Join us for today's "Homecomings" cemetery tour


Beautiful early autumn weather --- sunshine and a high near 70 --- is in the forecast for today's 10th annual Chariton Cemetery Heritage Tour, "Homecomings," so please join us. If rehearsals, held late yesterday afternoon, are any indication, it's going to be one of the best.

As "Homecomings" is intended to suggest, the path to eternal rest for the remains of each of our subjects was complicated. Each came home to the Chariton Cemetery by a complicated route. 

That's Ruth Comer (above, left), who will portray Maggie Corbett at our first stop, rehearsing as Patrick Dittmer and Karoline Dittmer look on. Maggie's rest was disturbed by grave robbers more than a century ago, during the late 1880s.

Below, Patrick and Karoline flank the tombstone of their uncle (some generations removed), Carl L. Caviness. Patrick, a combat veteran of Iraq and Afghanistan, will end the presentations with a tribute to Carl, the first Lucas Countyan to be killed in World War I and the man after whom our American Legion post is named.


In between, Albert Butler will portray Marko "Chicago Mike" Vucicic, a legendary character from Lucas County's mining years, brought home to Chariton many years after his death; and Bill Baer will portray Rene Julien, who arrived in Lucas County by covered wagon in 1853 and died in 1861 but didn't make it home to Chariton until 1936.

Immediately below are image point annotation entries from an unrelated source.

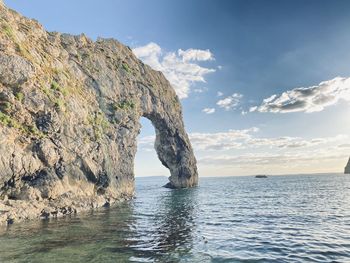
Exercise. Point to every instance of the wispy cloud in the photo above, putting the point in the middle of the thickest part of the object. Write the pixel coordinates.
(208, 110)
(249, 139)
(230, 102)
(310, 99)
(181, 68)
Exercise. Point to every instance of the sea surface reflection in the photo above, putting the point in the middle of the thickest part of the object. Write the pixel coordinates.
(302, 218)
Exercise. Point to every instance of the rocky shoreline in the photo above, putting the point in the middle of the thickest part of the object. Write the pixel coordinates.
(69, 118)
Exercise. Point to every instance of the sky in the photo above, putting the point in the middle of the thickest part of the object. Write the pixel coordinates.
(265, 85)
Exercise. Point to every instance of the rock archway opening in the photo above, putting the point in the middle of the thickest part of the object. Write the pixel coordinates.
(147, 162)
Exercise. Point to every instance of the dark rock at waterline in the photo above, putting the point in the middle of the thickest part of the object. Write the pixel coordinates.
(69, 118)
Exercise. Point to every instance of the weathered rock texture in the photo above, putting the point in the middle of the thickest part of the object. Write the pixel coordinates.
(347, 168)
(69, 118)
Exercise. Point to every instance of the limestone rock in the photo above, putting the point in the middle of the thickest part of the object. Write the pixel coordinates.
(69, 119)
(347, 168)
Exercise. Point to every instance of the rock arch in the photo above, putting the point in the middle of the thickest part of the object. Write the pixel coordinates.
(69, 117)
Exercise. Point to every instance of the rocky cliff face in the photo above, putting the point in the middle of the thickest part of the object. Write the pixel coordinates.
(347, 168)
(69, 118)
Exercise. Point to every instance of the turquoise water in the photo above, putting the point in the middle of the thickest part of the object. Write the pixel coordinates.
(301, 218)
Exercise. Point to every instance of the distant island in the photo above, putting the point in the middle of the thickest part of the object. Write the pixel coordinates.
(260, 176)
(347, 168)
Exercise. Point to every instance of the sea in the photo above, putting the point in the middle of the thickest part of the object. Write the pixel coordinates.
(293, 218)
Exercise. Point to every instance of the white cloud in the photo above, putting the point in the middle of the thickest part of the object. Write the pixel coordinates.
(200, 90)
(208, 110)
(310, 99)
(248, 139)
(195, 55)
(230, 102)
(177, 67)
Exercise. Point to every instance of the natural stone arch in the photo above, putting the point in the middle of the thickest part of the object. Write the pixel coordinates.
(70, 110)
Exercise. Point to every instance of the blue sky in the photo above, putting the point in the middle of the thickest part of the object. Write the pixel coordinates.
(244, 52)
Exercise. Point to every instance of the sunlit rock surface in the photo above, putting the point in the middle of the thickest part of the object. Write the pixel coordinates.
(69, 118)
(347, 168)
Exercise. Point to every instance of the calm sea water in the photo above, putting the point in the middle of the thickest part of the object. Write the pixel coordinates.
(301, 218)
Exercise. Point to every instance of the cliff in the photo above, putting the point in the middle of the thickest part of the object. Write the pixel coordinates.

We'll gather at the Larry Clark Memorial Gazebo on the courthouse square at 2 p.m. There will be a short presentation on preservation work in progress at the square, then guests will travel by bus to the cemetery for the tour. After the four gravesites have been visited, dessert will be served in the cemetery shelter house, a contributing structure to the cemetery's status as a National Historic District, before we return to the square. Ticket cost is $5 per person.

The tour is a project of the Chariton Historic Preservation Commission, an "unfunded" agency of city government. "Unfunded" means the commission receives no city money, so must raise any funds spent on preservation projects itself. The tour is its only fund-raising project. Commissioners are Martin Buck, Janet Clark, Alyse Hunter, Frank Myers and Melody Wilson.